An even more lucrative approach than securities lending?

0

Demand for ETF shares is high from market makers and investors looking to hedge assets tracked by an ETF

A relatively new method of generating alpha in ETFs is starting to catch fire in Europe and could prove to be even more effective than securities lending.

Instead of issuers lending the underlying assets of an ETF, the ETF lending process involves an investor lending their ETF shares to the market, a move that can generate basis point returns. two digits.

The growth potential of this market is significant, according to IHS Markit, who argues that there are many reasons why physical ETF shares would want to be borrowed.

Figure 1: Lending opportunities vary depending on the instruments used

Source: IHS Markit

These include investors wishing to hedge assets tracked by an ETF, market makers actively involved in ETF pricing and the growing number of derivatives that track ETFs.

“Although ETFs have been around for more than two decades now, the asset class is still relatively under-represented in the securities lending market, which means that the growing group of investors looking to borrow ETFs often have to. hard to get hold of the most popular lines, ”IHS Markit said.

The lack of ETF loans for market makers is also a problem as it can be difficult to short sell many ETFs in Europe, especially compared to the United States.

As one industry source put it ETF flows: “In many cases, the lack of loan availability causes ETFs to trade at a premium until a market maker ends up creating the ETF to cover the shorts.”

IHS Markit said that income from ETF loans – which are made by investors themselves – can “significantly exceed” income from issuers’ securities lending programs, a process that is more commonly associated with the ETF envelope.

AJ Bell is one of those companies that has undertaken ETF loans.

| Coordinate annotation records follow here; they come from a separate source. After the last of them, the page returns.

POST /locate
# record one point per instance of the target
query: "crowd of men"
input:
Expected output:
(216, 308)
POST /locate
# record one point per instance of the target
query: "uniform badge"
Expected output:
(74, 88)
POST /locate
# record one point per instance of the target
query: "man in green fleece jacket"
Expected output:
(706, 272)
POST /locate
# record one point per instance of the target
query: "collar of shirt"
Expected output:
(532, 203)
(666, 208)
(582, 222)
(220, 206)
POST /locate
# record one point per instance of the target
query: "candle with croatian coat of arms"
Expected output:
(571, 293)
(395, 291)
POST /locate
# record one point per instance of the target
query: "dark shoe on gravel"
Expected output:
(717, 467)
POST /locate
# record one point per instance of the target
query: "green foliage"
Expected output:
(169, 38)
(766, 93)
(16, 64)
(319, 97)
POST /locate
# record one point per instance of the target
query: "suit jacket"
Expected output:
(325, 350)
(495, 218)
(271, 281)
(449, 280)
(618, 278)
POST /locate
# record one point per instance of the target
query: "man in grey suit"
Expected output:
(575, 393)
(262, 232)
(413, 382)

According to Matt Brennan, the company’s head of investment management, AJ Bell started lending ETFs about six months ago after three years of market analysis.

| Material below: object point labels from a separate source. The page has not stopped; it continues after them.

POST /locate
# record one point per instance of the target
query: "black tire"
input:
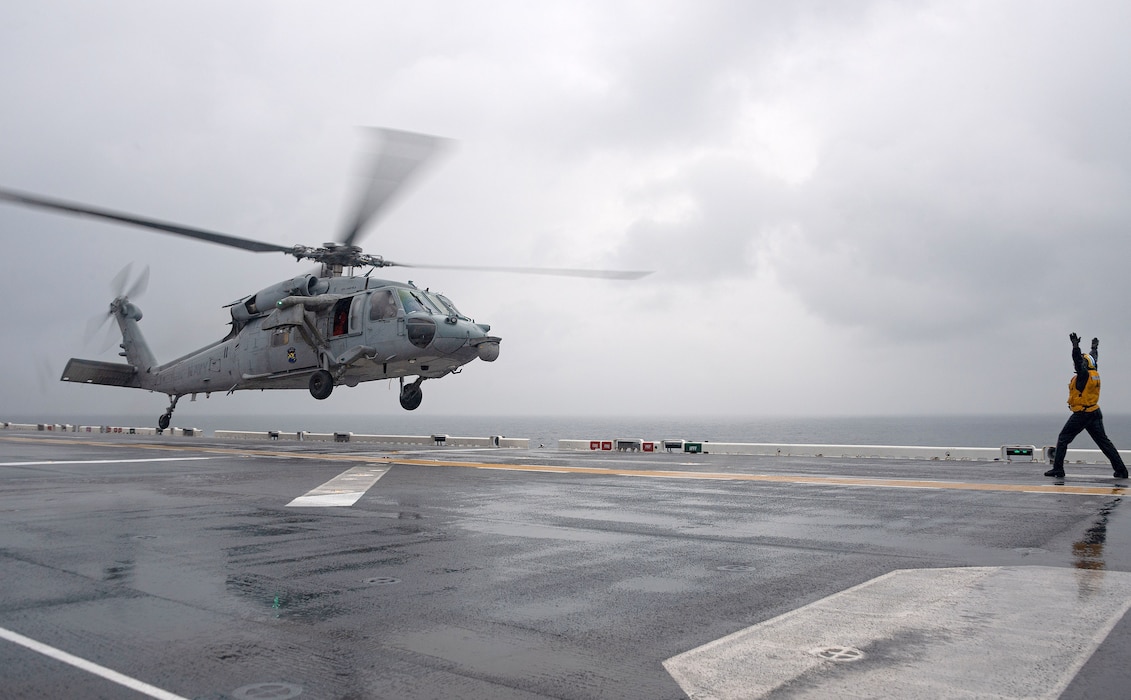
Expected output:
(321, 385)
(411, 397)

Speaking to ETF flows Big call: fixed income ETFs Event last month, Brennan said the ETF loan market in Europe has grown from around $ 30 billion to $ 70 billion since they’ve been monitoring the space.

Lending their fixed-income ETFs, in particular, has been a particularly lucrative process, Brennan said, especially in the low-yield environment investors find themselves in.

“The search for alpha is never without risk, but we believe that engaging in ETF loans… is a good way to improve returns,” he said.

“Our approach is to diversify the counterparties and limit the amount we lend to 15% of the overall portfolio. High yield bonds, euro companies and US Treasuries are areas where returns have been strong. “

One area of ​​interest for investors is the compatibility of securities lending in the ESG ETF space in the midst of concerns, this process facilitates the short selling of underlying assets and leaves issuers without a vote on resolutions.

On the transmitter side, DWS has started securities lending on a number of ESG ETFs this year as part of a process the company claims to be in compliance with its ESG standards.

On the ETF lending side, Brennan said investors can earn double by lending ESG ETFs compared to regular ETFs, which can create “an even greater moral dilemma.”

“It is important to understand to which counterparties you lend [with ESG ETFs] and titles are not used for “bad” purposes, “he stressed.

The ETF lending market will undoubtedly grow rapidly over the next few years, as more and more investors – drawn by the promise of even higher returns than securities lending – begin the process. borrowers stay.

Leave A Reply

Your email address will not be published.